Irwin Garfinkel will study the short-run effects of the Great Recession on family functioning and child well-being.
One of the most significant concerns about the long-term consequences of the Great Recession and its prolonged aftermath is the possible effects on families and children. These concerns are especially germane for the most economically disadvantaged families, those with the fewest resources to buffer the devastations wrought by the economic downturn. Families experience increased economic instability during recessions largely due to job loss or reduced work hours. This results in greater economic distress and material hardship, especially for those who are already struggling financially. Given the depth of employment loss in the Great Recession, and the extended anemic recovery, there are important unanswered questions about how the recession has affected families and children. Which families experienced greater material hardship and what measures did they take to cope? Did public and private transfers increase or decrease during the recession, and to what effect? How were the quality and stability of family relationships affected by increased economic distress? How did such distress affect physical and mental health?

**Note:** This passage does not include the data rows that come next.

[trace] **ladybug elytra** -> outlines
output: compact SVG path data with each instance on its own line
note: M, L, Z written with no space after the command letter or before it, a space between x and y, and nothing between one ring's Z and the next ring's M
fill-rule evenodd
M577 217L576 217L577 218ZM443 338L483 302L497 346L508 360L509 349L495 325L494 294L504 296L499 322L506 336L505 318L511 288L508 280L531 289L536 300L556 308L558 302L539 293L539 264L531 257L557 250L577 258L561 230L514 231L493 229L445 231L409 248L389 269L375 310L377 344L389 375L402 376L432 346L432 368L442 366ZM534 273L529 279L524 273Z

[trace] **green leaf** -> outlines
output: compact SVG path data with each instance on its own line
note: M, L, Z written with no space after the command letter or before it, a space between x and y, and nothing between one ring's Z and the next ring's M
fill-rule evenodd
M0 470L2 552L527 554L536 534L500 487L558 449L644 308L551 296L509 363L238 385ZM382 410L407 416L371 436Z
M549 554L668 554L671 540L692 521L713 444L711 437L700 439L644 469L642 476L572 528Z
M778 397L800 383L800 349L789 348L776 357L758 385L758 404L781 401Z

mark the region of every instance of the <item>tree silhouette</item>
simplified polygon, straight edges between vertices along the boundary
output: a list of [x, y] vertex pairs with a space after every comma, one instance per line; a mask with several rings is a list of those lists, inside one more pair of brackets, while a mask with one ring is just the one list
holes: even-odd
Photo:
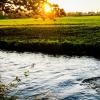
[[18, 9], [22, 6], [27, 10], [37, 10], [40, 3], [47, 0], [0, 0], [0, 11], [8, 13], [8, 10]]
[[[52, 7], [51, 13], [44, 11], [43, 5], [45, 3]], [[60, 9], [57, 4], [48, 3], [48, 0], [0, 0], [0, 12], [4, 12], [6, 15], [18, 17], [22, 15], [19, 12], [25, 11], [31, 11], [30, 15], [40, 15], [43, 20], [47, 17], [54, 19], [56, 16], [64, 14], [63, 9]]]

Professor Irwin Garfinkel of Columbia University, and his collaborators – Janet Currie, Jeanne Brooks-Gunn, Kristen Harknett, Sara McLanahan, Ronald Mincy, Daniel Schneider, and Jane Waldfogel – propose to exploit the strengths of one of the key data sources for information on families to investigate the impact of the recession on five key areas of family and child well-being – family economic resources, adult health, family structure and relationships, mother and father parenting, and child health and well-being. The major focus is on understanding the associations between aggregate unemployment and the five main dependent outcomes. The investigators will start by simply examining the variation in association between unemployment and outcomes disaggregated by key variables such as child gender and age, mother’s education, income and parent’s relationship status. They will next estimate reduced form associations between aggregate employment and the key outcomes using a variety of random and fixed effects models, and testing the random effects model against the fixed effects specifications to see which fits the data better. These models will help sort out whether there are negative effects of higher unemployment on child development, and on each of the four types of family resources that are theorized to influence child development: economic, parental relationships, parent health, and parenting. Each of these has been identified as key pathways through which aggregate unemployment is hypothesized to affect child well-being. These analyses will allow the investigators to identify which are important channels and which pathways are unaffiliated with aggregate unemployment and unlikely to play an important role in the link between unemployment and child well-being.